You may think that sexually transmitted infections are someone else’s problem, but in fact 55 million Americans have at least one sexually transmitted disease (STD).
More than 45 million Americans have HSV-2, the sexually transmitted form of the herpes simplex virus, and a million more get it every year. There’s no cure for it. Two million Americans have chlamydia infections, 20 million have human papillomavirus (genital warts), another half million have hepatitis B. All of them are STDs.
Two old favorites, syphilis and gonorrhea, have returned to haunt us. There have been no recent national prevalence surveys (how many people have the illness) for these two, but gonorrhea incidence (the number of new cases reported) increased almost 9 percent from 1997 to 1998 after a twenty-year decline, and urban areas across the country reported an increase in syphilis in 2000–2001. There are an estimated 150 million new cases of one STD or another every year. In other words, a large minority of Americans are infected, and more are becoming infected every year. No, this is not someone else’s problem. It’s yours.
Since these diseases are transmitted through sexual contact, taking medicine won’t work to stop their spread, even diseases for which we have effective drugs. Behavioral changes and access to affordable health care are also required if we want to eradicate any of these illnesses. Developing new drugs to treat infections is a complex and difficult process. Changing people’s behavior, especially in matters having to do with sex, sometimes seems impossible.
STDs are more common in women than in men and women suffer more from their complications. One of the most serious complications is pelvic inflammatory disease (PID), which can lead to chronic pelvic pain, infertility, and potentially fatal ectopic (tubal) pregnancy. There are various organisms that cause PID, but most cases are associated with gonorrhea and chlamydia.
Women can also pass on STDs to their babies. Syphilis, for example, affects the developing fetus. Other STDs can be transmitted to a child during birth. Gonorrhea, chlamydia, herpes, and human papillomavirus fit into this group. The human immunodeficiency virus* (HIV), which causes AIDS, can infect a child during birth and even through breast-feeding. Babies born with syphilis or herpes can be treated, but the treatments are often only partially successful, and the diseases can lead to severe neurological damage, eye disease, pneumonia, and death.
Teenagers and young adults are at high risk for acquiring STDs. Young women in particular are biologically more susceptible to these diseases, and teenagers in general are more likely to have multiple sex partners and engage in unprotected sex.
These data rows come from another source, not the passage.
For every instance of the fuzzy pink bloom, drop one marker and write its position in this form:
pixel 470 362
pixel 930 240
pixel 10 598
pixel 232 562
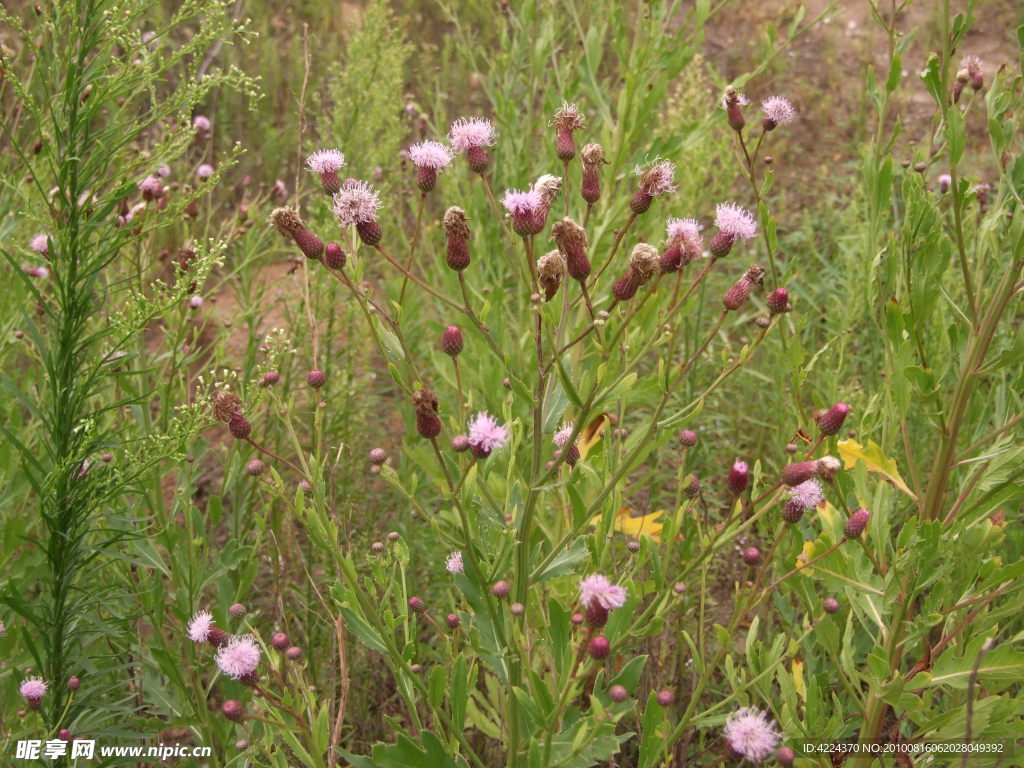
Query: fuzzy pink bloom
pixel 807 494
pixel 485 434
pixel 326 161
pixel 735 221
pixel 740 99
pixel 522 203
pixel 240 657
pixel 356 203
pixel 33 688
pixel 778 110
pixel 469 132
pixel 39 244
pixel 658 178
pixel 751 734
pixel 454 562
pixel 561 438
pixel 432 155
pixel 596 588
pixel 200 627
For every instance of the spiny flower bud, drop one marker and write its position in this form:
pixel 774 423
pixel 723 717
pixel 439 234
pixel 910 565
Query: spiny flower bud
pixel 501 590
pixel 830 421
pixel 566 120
pixel 550 268
pixel 571 241
pixel 738 477
pixel 428 423
pixel 287 221
pixel 334 256
pixel 731 102
pixel 458 235
pixel 778 302
pixel 736 296
pixel 856 523
pixel 239 426
pixel 599 647
pixel 452 341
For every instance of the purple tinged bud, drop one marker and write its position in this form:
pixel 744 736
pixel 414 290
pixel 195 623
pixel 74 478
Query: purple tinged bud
pixel 856 523
pixel 599 647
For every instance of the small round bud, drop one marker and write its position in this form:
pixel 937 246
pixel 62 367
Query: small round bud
pixel 501 590
pixel 617 693
pixel 599 647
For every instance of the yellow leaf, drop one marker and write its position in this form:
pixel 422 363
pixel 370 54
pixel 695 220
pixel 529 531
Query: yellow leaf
pixel 851 452
pixel 798 678
pixel 591 435
pixel 635 526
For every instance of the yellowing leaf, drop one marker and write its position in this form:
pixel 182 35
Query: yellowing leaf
pixel 591 435
pixel 635 526
pixel 798 678
pixel 851 452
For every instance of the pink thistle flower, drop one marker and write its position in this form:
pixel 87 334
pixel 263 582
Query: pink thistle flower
pixel 152 187
pixel 778 111
pixel 751 734
pixel 33 688
pixel 808 494
pixel 454 562
pixel 327 163
pixel 485 434
pixel 240 657
pixel 200 626
pixel 597 589
pixel 473 135
pixel 527 210
pixel 429 158
pixel 40 244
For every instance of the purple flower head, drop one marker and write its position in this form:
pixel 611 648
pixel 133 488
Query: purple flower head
pixel 326 161
pixel 240 657
pixel 520 203
pixel 454 562
pixel 751 734
pixel 485 434
pixel 561 438
pixel 596 588
pixel 657 179
pixel 200 627
pixel 808 494
pixel 355 203
pixel 469 132
pixel 737 222
pixel 432 155
pixel 778 111
pixel 39 244
pixel 33 688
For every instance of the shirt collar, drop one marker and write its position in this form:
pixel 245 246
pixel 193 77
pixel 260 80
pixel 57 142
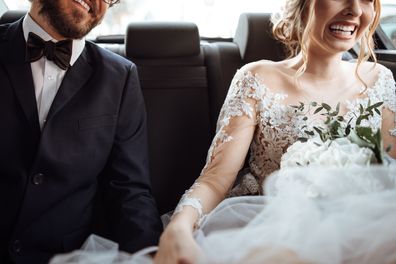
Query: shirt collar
pixel 29 25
Young women commonly choose sex partners older than themselves, and this also is risky: gonorrhea rates, for example are highest in females between 15 and 19, and in males between 20 and 24, no matter what their race or ethnicity.
The prevalence of herpes infection, also common among teenagers, increases with age. An estimated 5 percent of young men and 10 percent of young women are infected, and anyone can get it, the virus doesn’t discriminate by race, economic status, or geographical location. Human papillomavirus is epidemic in women under 25: some studies have found rates between 28 and 46 percent.
Syphilis and gonorrhea, unlike herpes, have an uneven geographical distribution, and rates are highest in southern states, possibly because of poverty or limited access to health care and birth control services. Maryland, Tennessee, North Carolina, South Carolina, Louisiana, Georgia, Arkansas, and Alabama have rates of gonorrhea and syphilis higher than elsewhere in the country. But both diseases are on the rise all over the United States.
You can, of course, contract HIV without having sex, and in the United States about a third of cases can be attributed to injection drug use (and to a much smaller extent maternal-fetal transmission). Worldwide, however, HIV is overwhelmingly a sexually transmitted illness.